Namespaces

In XML, namespaces allow to differentiate between elements or attributes that would have the same name otherwise.

General case

In most cases, you don't want to care about namespaces when parsing some XML.

When you see foo:bar in XML elements or attributes, do as if the foo: prefix was not here, and everything should work as expected:

<root xmlns:xs="https://example.com/xml/schema">
    <xs:item xs:type="text">Hello, world!</xs:item>
</root>
>>> @xml_handle_element("root", "item")
... def handler(node):
...     yield (node.attributes["type"], node.text)

>>> with open("hello_ns.xml", "rb") as f:
...    Parser(f).return_from(handler)
('text', 'Hello, world!')

Namespaced elements

If you want to differentiate between XML elements with the same name but different namespaces, you need to mention namespaces in the handlers using the Clark notation.

When parsing an XML element of name bar and namespace https://example.com/xml/schema, BigXML looks for a handler in the following order:

  1. {https://example.com/xml/schema}bar: a handler for the specific namespace
  2. bar: a handler that does not specify the namespace
  3. No handler is used, the element is ignored

Tip

To match only XML elements of name bar that do not have any namespace, use the following: {}bar.

Example:

<root
    xmlns="https://example.com/xml/purple"
    xmlns:blue="https://example.com/xml/blue"
    xmlns:red="https://example.com/xml/red">
        <blue:item>Blue</blue:item>
        <item xmlns="https://example.com/xml/blue">Also blue</item>
        <red:item>Red</red:item>
        <item>Purple</item>
</root>
>>> @xml_handle_element("root", "item")
... def handler_default(node):
...     yield ("default", node.text)

>>> @xml_handle_element("root", "{}item")
... def handler_nothing(node):
...     yield ("nothing", node.text)

>>> @xml_handle_element("root", "{https://example.com/xml/blue}item")
... def handler_blue(node):
...     yield ("blue", node.text)

>>> @xml_handle_element("root", "{https://example.com/xml/purple}item")
... def handler_purple(node):
...     yield ("purple", node.text)

>>> with open("colors.xml", "rb") as f:
...    for item in Parser(f).iter_from(
...        handler_default,
...        handler_nothing,
...        handler_blue,
...        handler_purple,
...    ):
...        print(item)
('blue', 'Blue')
('blue', 'Also blue')
('default', 'Red')
('purple', 'Purple')

Note

In the example above, handler_purple is used instead of handler_nothing for the item Purple because a default namespace has been attached to <root> with the attribute xmlns.

Namespaced attributes

When accessing the attributes of a node, you can use one of the following keys:

  • {https://example.com/xml/schema}bar to get the attribute bar with the namespace https://example.com/xml/schema;
  • {}bar to get the attribute bar without any namespace;
  • bar to get an attribute bar of any namespace.

Warning

The bar syntax always returns the attribute bar without any namespace if it exists.

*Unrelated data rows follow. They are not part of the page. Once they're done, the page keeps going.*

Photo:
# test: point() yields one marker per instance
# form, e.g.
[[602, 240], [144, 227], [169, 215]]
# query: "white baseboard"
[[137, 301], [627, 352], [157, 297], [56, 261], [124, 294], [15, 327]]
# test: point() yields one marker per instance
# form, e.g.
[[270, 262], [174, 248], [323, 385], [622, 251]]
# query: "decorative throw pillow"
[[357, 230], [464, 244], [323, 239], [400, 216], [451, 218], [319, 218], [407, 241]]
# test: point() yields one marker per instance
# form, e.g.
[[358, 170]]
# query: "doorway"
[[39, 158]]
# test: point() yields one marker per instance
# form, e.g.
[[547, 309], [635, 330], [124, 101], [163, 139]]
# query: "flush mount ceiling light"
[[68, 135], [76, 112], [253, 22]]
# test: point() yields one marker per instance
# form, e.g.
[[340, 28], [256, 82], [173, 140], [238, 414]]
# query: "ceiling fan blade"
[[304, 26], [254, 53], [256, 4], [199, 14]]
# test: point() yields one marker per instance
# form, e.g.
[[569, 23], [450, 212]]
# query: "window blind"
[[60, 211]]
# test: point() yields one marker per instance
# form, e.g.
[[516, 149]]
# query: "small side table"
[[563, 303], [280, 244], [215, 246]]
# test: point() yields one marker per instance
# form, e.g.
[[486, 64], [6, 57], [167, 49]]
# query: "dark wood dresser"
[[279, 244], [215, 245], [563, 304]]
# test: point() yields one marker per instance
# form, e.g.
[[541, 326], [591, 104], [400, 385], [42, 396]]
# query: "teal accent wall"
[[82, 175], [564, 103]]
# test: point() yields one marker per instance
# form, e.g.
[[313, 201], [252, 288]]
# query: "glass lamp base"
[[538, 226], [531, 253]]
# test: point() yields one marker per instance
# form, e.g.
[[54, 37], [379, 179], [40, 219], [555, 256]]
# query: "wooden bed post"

However, if such an attribute does not exist but several attributes bar with various namespaces do exist, one of them will be returned. In that case, which attribute is returned is not guaranteed, and a warning is emitted accordingly.

Example:

<root
    xmlns="https://example.com/xml/purple"
    xmlns:blue="https://example.com/xml/blue"
    xmlns:red="https://example.com/xml/red">
        <item color="Green">Case 0</item>
        <item blue:color="Blue">Case 1</item>
        <item red:color="Red">Case 2</item>
        <item color="Green" blue:color="Blue" red:color="Red">Case 3</item>
</root>
>>> @xml_handle_element("root", "item")
... def handler(node):
...     yield node.text
...     yield ("default ns", node.attributes["color"])
...     yield ("no ns", node.attributes.get("{}color"))
...     yield ("blue ns", node.attributes.get("{https://example.com/xml/blue}color"))

>>> with open("attributes_ns.xml", "rb") as f:
...    for item in Parser(f).iter_from(handler):
...        print(item)
Case 0
('default ns', 'Green')
('no ns', 'Green')
('blue ns', None)
Case 1
('default ns', 'Blue')
('no ns', None)
('blue ns', 'Blue')
Case 2
('default ns', 'Red')
('no ns', None)
('blue ns', None)
Case 3
('default ns', 'Green')
('no ns', 'Green')
('blue ns', 'Blue')

Note

Contrary to XML elements, no default namespace apply to attributes: in the example, Green is matched by {}color instead of {https://example.com/xml/purple}color.